Деннис Кранмер встал.
— Вопрос решен, — сказал он громко, оглядывая зал. — Место командира роты, пустующее после геройской смерти Эльканы Фостера, павшего на поле брани под Майеной, получает… Как там тебя, сынок? Запамятовал я.
— Бласко Грант. — Победитель кулачного боя выплюнул на пол зуб.
— …получает Бласко Грант. Есть еще какие–либо спорные вопросы касательно продвижения по службе? Нет? Ну и славно. Хозяин! Пива! Так о чем мы говорили–то?
— О войне справедливой, — принялся перечислять Золтан Хивай, загибая пальцы. — О добровольцах. О дезертирах.
— Именно, — прервал Деннис. — Я знал, что хотел к чему–то вернуться. Речь шла о дезертирующих и предающих добровольцах. Мне вспоминается цинтрийский корпус Виссегерда. Сволочи, оказывается, даже не сменили штандарта. Мне об этом сказали кондотьеры из вольной Компании из отряда Джулии Сладкой Ветреницы. Под Майеной хоругвь Джулии столкнулась с цинтрийцами. Они шли в авангарде нильфгаардской облавы, под теми же знаменами со львами…
— Их призвала Родина–Мать, — угрюмо вставил Скаггс. — И императрица Цири.
— Тише, — прошипел Деннис.
— Верно, — проговорил молчавший до тех пор четвертый краснолюд, Ярпен Зигрин. — Тише. И к тому ж тише тихости! И не от страха перед шпиками, а потому, что не следует болтать о том, о чем не имеешь ни малейшего понятия.

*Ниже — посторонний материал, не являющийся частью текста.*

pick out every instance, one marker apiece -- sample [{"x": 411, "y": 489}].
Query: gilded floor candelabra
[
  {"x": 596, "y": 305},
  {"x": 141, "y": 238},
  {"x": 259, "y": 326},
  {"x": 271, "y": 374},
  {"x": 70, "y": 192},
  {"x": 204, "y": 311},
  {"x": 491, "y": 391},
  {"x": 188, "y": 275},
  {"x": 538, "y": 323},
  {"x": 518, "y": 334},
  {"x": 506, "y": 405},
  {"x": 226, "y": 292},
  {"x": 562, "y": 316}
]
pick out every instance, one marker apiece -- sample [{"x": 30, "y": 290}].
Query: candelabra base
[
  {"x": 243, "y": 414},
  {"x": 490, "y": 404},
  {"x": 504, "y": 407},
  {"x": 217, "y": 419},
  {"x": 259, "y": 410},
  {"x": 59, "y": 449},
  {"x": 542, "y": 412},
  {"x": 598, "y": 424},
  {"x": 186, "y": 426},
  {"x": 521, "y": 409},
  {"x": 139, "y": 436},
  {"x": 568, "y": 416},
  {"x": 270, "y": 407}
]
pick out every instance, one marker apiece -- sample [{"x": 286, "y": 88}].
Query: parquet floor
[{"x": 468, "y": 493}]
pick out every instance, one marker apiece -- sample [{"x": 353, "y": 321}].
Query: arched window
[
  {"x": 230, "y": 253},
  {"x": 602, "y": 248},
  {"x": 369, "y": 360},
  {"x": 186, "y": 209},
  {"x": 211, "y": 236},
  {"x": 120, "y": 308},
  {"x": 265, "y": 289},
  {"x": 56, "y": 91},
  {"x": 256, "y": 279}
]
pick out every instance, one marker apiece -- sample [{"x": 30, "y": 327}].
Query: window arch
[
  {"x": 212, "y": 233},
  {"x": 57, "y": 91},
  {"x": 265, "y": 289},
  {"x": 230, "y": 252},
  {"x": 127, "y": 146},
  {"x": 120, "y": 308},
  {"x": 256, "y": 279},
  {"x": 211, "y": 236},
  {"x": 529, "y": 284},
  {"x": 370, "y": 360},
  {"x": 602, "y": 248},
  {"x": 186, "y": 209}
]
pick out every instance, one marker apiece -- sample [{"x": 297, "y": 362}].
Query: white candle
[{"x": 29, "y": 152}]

— А ты, Зигрин, — выпятил бороду Скаггс, — такое понятие, значит, имеешь?
— Имею. И скажу одно: Эмгыр вар Эмрейс ли, бунтовщики ли чародеи с Танедда, или даже сам дьявол не сумели бы ни к чему принудить эту девушку. Не сумели бы ее сломать. Я это знаю. Потому что знаю ее. Вся разрекламированная свадьба с Эмгыром — мистификация. Мистификация, на которую дали себя поймать всякие дурни… Иное, говорю вам, у этой девушки предназначение. Совершенно иное…
— Ты так говоришь, — проворчал Скаггс, — будто и вправду ее знал, Зигрин.

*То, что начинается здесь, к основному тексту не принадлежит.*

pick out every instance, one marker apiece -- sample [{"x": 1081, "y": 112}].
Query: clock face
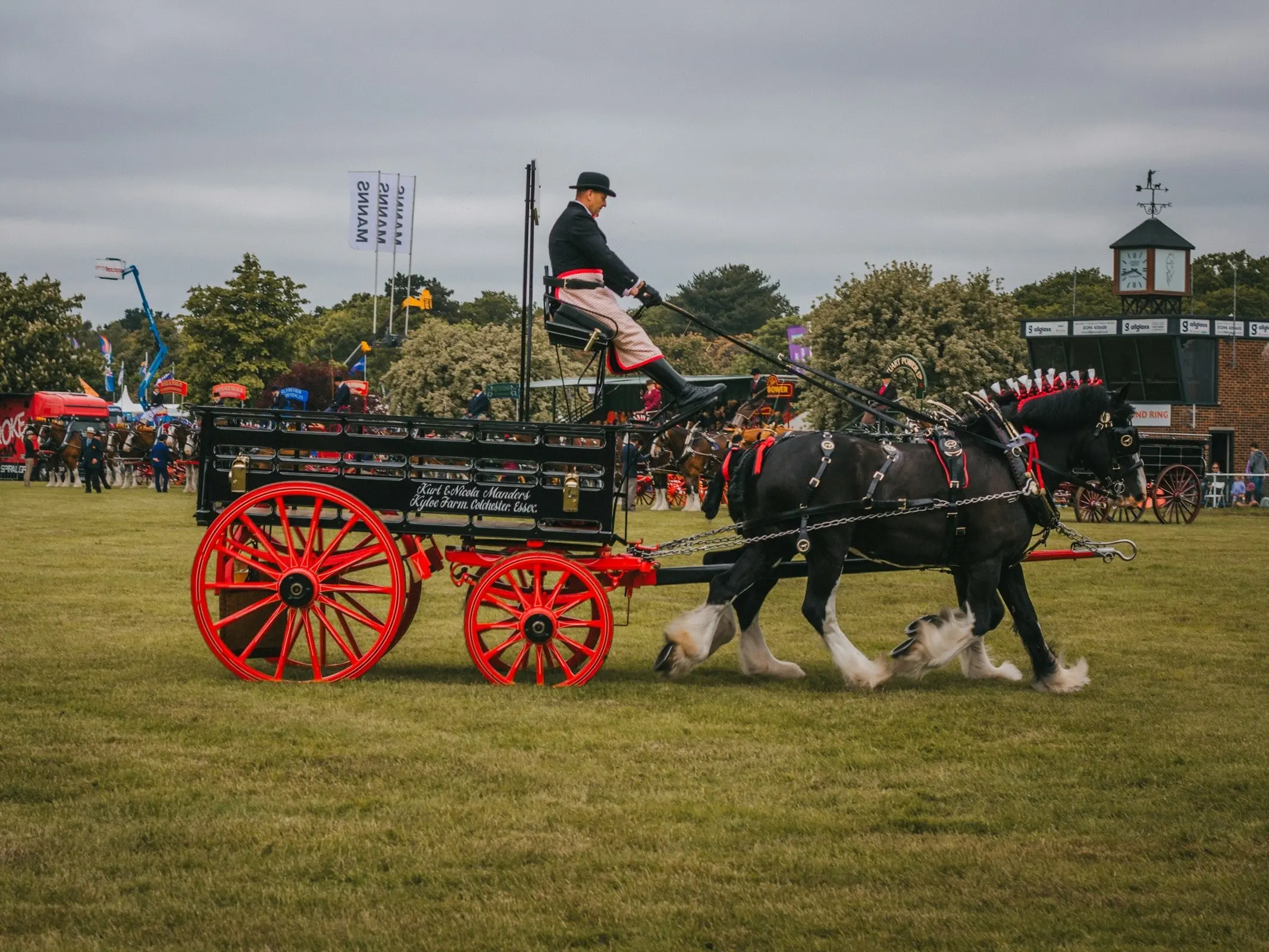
[
  {"x": 1132, "y": 270},
  {"x": 1170, "y": 271}
]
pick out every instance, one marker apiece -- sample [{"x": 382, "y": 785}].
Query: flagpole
[
  {"x": 396, "y": 198},
  {"x": 375, "y": 290},
  {"x": 409, "y": 267}
]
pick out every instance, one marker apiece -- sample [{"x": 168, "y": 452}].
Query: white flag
[
  {"x": 384, "y": 220},
  {"x": 361, "y": 210},
  {"x": 404, "y": 214}
]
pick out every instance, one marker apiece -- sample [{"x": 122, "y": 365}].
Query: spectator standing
[
  {"x": 160, "y": 459},
  {"x": 1237, "y": 491},
  {"x": 1257, "y": 466},
  {"x": 479, "y": 406},
  {"x": 343, "y": 399},
  {"x": 651, "y": 397},
  {"x": 92, "y": 461},
  {"x": 31, "y": 453}
]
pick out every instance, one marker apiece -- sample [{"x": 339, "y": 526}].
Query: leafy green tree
[
  {"x": 964, "y": 331},
  {"x": 37, "y": 333},
  {"x": 243, "y": 331},
  {"x": 735, "y": 299},
  {"x": 1052, "y": 298},
  {"x": 1214, "y": 284},
  {"x": 131, "y": 340},
  {"x": 442, "y": 361},
  {"x": 491, "y": 308}
]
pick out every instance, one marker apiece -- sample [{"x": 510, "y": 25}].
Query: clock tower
[{"x": 1151, "y": 262}]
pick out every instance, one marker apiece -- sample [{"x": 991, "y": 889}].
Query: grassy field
[{"x": 149, "y": 800}]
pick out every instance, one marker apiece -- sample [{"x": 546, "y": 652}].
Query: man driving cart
[{"x": 580, "y": 259}]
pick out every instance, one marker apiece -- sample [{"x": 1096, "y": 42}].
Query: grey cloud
[{"x": 804, "y": 139}]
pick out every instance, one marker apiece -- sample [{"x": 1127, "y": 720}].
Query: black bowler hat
[{"x": 596, "y": 181}]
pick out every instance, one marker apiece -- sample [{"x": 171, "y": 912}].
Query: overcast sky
[{"x": 801, "y": 139}]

— Перестань, — неожиданно буркнул Золтан Хивай. — Что до предназначения, так он прав. Я в это верю. Есть у меня к тому основания.
— А! — махнул рукой Шелдон Скаггс. — Что болтать попусту? Цирилла, Эмгыр, предназначение… Далекие это дела… А вот дело поближе, господа, так это, значит, Мэнно Коегоорн и Группа Армий «Центр».
— Угу, — вздохнул Золтан Хивай. — Что–то сдается мне, не обойдет нас тяжкая баталия. Может, самая крупная, какую знает история.
— Многое, — пробурчал Деннис Кранмер, — да, многое она решит…
— И еще больше — завершит.
— Все. — Ярре отрыгнул, прикрыв по обыкновению рот ладонью. — Все кончится.
Краснолюды какое–то время молча глядели на него.
— Не совсем, — наконец сказал Золтан Хивай, — я тебя понял, юноша. Не пожелаешь ли пояснить, что имел в виду?
— В княжеском совете, — неуверенно начал Ярре, — в Элландере, значит, говорили, что победа в этой гигантской войне важна потому, что… Что это великая война, которая положит конец всем войнам.
Шелдон Скаггс фыркнул и оплевал себе бороду пивом. Золтан Хивай зарычал во весь голос:
— Вы так думаете, господа?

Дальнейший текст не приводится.